These days, in a world turned upside down by Covid-19, where ingrained behaviours and traditional ways of doing things are being ripped apart and rebuilt from the ground up, Stanley’s user experience and design brain has plenty to mull over. Professionally, he’s excited about the potential for change in the world of retail. But with teachers in his family and nephews at school, he has also been thinking a lot about how design and UX approaches could tackle systemic inadequacies in education.

But if experience design is everything to Stanley, it’s taken him quite some journey to find it. As a kid growing up in upstate New York, he was a little artist, and as he went through school he found himself drawn towards art that infused with Black culture. That love of art even led him to start out his degree at Temple University is Philadelphia as an art major –but a One Club event turned out to be lightbulb moment and he switched to Communications and decided he wanted to be an art director.

“What really helped propel that shift was that One Club had an event that I went to called Where Are All the Black People in Advertising.
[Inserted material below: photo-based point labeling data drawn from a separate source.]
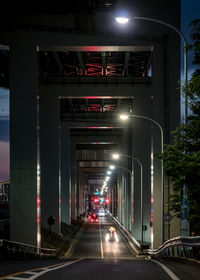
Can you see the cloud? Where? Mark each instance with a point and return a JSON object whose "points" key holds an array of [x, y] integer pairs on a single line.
{"points": [[4, 129], [4, 161], [4, 104]]}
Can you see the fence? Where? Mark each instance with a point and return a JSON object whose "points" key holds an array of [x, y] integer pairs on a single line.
{"points": [[15, 248], [181, 246]]}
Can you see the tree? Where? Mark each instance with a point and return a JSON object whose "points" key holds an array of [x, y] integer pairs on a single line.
{"points": [[181, 159]]}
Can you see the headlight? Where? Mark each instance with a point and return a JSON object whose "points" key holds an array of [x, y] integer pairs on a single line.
{"points": [[107, 237]]}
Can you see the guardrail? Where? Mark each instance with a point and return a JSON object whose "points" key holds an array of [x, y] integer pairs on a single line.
{"points": [[136, 244], [181, 246], [15, 248]]}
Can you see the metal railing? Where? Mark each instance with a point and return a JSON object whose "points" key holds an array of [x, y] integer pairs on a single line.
{"points": [[15, 248], [182, 246], [135, 243]]}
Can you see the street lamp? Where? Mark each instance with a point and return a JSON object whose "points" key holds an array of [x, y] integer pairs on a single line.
{"points": [[126, 169], [184, 207], [116, 157], [125, 117]]}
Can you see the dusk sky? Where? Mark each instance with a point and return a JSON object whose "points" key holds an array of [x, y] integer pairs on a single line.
{"points": [[190, 11]]}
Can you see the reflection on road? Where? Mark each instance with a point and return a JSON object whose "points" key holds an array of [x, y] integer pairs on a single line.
{"points": [[92, 242]]}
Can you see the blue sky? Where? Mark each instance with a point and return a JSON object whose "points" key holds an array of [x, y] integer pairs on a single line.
{"points": [[190, 10]]}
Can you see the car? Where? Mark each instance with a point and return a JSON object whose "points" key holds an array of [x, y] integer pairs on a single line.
{"points": [[93, 218], [102, 212], [111, 235]]}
I went to something like my sophomore year of college and it was really cool to see all these different creatives and CCOs that looked like me and that were making some really dope work that I had seen across like my time in school,” he reflects.

He got his first taste of work in the advertising industry with an internship in New York – which meant a commute of two hours each way from Philadelphia. After some stints as an art director, he soon came to a realisation. It just wasn’t enough for his insatiable, problem-solving brain. And so a Masters in Experience Design at VSU beckoned.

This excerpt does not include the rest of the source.